France

Présidentielle 2027 : La primaire de Bayrou « contre les extrêmes » est-elle envisageable ?

François Bayrou, figure emblématique du MoDem, appelle à une mobilisation sans précédent au sein du bloc central pour éviter un scénario électoral redouté. Dans un entretien accordé au Figaro, l’ancien Premier ministre a mis en garde contre le risque d’un second tour de l’élection présidentielle de 2027 opposant Marine Le Pen à Jean-Luc Mélenchon, un affrontement qu’il juge « mortel pour la nation ». Pour contrer cette menace, il plaide pour l’organisation d’une grande primaire rassemblant des candidats de divers horizons, allant de Bruno Retailleau au Parti socialiste. « Tous ceux qui rejettent les extrêmes doivent accepter d’organiser une compétition entre les candidats potentiels », a-t-il déclaré, soulignant l’importance d’un vote ouvert prévu pour la fin janvier ou le début février.

La multiplication des candidatures au sein du bloc central et de la droite soulève des inquiétudes. Des personnalités telles qu’Edouard Philippe, Gabriel Attal, Bruno Retailleau, Dominique de Villepin et David Lisnard se sont déjà engagées dans la course à l’Élysée. D’autres, comme Xavier Bertrand, Gérald Darmanin, Michel Barnier et Élisabeth Borne, envisagent également de se lancer. Cette concentration de prétendants pourrait entraîner une confusion lors du premier tour de la présidentielle.

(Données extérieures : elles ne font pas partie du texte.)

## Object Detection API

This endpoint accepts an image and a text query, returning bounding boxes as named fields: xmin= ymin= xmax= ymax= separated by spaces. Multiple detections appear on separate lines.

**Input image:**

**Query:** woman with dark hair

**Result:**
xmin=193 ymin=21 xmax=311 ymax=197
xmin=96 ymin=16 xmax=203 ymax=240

Un député des Républicains a récemment exprimé son inquiétude : « Si seulement deux ou trois d’entre eux se présentent, nous sommes morts ! »

Les sondages actuels montrent Marine Le Pen en tête avec 34-35 %, tandis que Jean-Luc Mélenchon atteint des niveaux de popularité inédits pour un candidat à quelques mois de l’élection, avec 15 %, et pourrait bien se qualifier pour le second tour.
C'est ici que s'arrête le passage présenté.